Now that there is just funny.


----------



## ggieseke (May 30, 2008)

karlegas said:


> I thinked if you move the external expander to another Tivo you will lose your recordings because one part is on the internal drive and other in the external. Let me know if I am wrong. I get a Roamio Plus and I want add my external WD 1TB so I suppose needs tranfers file by file


Once you add an expander, ALL recordings from that point forward will be lost if either the internal or external drive fails.


----------



## RussW64 (Oct 21, 2013)

It's important to note that adding an expander is not like using a flash drive (or similar device). A flash drive on a computer can move files from one device to another. NOT so with the DVR expander. Once it's connected to your TiVo it "mates itself" to the one device using encryption. 

And while it's great to have the much needed increased recording space (I have two, one for my Roamio Plus and one for my older XL4), you cannot unplug it and "bring programs" to another device. Once unplugged and connected to another device, and all programs recorded on it will be unusable.

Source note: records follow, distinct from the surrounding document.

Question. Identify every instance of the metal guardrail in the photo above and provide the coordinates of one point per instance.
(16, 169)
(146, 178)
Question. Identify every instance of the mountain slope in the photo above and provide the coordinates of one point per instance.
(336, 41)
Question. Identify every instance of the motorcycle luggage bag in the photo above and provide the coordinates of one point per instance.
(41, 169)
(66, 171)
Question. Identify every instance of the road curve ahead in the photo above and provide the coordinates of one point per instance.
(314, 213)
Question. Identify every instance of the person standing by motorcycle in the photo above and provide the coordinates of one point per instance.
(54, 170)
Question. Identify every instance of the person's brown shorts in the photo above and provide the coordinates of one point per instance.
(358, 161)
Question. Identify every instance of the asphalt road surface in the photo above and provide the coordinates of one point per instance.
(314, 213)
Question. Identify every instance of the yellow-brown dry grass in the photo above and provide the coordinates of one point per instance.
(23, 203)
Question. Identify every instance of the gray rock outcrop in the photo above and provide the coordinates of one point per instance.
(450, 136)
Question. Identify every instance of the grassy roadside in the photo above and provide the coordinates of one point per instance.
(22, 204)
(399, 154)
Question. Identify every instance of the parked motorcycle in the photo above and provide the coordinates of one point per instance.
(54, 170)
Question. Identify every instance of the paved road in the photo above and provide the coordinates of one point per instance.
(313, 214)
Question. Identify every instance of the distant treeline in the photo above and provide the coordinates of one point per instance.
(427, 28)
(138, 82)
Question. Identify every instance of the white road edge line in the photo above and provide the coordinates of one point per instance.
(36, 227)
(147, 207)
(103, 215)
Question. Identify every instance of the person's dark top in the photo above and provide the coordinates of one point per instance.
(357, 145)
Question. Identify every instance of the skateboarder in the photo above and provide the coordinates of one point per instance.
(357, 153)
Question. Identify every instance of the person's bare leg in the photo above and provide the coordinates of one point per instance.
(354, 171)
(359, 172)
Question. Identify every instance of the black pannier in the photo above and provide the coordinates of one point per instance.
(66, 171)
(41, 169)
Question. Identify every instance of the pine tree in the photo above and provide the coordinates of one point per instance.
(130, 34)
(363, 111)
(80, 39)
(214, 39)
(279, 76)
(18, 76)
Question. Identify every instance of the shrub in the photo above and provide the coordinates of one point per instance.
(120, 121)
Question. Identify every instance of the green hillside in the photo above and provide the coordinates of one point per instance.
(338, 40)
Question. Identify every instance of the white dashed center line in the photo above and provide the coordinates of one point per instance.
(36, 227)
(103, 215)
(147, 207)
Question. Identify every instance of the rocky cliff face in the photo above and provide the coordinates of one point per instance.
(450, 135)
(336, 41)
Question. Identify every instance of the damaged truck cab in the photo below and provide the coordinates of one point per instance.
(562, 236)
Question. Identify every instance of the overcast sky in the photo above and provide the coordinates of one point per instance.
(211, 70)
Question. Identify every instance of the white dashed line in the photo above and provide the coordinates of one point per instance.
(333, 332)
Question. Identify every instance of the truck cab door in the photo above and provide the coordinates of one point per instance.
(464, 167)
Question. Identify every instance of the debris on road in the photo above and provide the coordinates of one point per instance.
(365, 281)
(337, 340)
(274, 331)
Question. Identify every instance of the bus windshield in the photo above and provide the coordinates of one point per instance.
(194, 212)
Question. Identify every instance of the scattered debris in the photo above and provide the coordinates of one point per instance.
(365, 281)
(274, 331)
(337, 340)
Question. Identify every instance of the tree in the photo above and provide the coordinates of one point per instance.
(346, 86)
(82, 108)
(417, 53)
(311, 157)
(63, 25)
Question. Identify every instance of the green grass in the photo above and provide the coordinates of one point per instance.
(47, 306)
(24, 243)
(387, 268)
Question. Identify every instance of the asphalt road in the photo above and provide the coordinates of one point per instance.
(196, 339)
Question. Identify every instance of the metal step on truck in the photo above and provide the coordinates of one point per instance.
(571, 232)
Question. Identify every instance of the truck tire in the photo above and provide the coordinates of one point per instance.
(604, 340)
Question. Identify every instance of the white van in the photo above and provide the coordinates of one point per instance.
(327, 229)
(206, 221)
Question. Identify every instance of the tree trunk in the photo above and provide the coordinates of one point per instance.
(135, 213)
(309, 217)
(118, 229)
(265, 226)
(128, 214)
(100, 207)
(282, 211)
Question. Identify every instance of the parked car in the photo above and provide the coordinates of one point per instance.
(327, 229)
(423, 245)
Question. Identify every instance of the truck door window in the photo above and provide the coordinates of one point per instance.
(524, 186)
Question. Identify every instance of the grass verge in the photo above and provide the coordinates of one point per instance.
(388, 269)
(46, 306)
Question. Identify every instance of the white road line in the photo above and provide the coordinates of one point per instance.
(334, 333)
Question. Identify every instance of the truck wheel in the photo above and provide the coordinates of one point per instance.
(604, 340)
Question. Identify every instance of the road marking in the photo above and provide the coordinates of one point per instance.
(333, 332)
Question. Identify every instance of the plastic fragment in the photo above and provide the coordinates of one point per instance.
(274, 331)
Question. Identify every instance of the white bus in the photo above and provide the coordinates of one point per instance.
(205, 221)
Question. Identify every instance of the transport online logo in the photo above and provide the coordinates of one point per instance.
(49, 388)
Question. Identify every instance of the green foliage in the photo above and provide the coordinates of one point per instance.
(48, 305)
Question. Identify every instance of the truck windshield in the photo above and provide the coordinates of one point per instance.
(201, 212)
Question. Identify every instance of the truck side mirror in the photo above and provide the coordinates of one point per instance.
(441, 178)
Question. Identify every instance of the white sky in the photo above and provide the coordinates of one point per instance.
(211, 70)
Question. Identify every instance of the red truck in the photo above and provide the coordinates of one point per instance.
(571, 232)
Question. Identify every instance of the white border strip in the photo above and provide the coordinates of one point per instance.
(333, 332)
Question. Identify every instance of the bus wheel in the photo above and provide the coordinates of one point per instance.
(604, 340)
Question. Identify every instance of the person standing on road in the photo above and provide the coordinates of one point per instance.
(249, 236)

If you have a Roamio Plus or Roamio Pro, they have built in streaming capability where you can watch what you've recorded on them elsewhere, or you can watch what you've recorded on another model TiVo on the Roamio Plus or Roamio Pro. You can even watch what you've recorded on your Roamio Plus/Pro on an iPad OUTSIDE your home. (I tried the out of home streaming, and it worked very well).


----------



## rainwater (Sep 21, 2004)

You couldn't pay me to use a Roamio with a expander drive. In my experience they cause nothing but issues (freezing, slow UI, etc). And when they die you lose ALL your recordings.


----------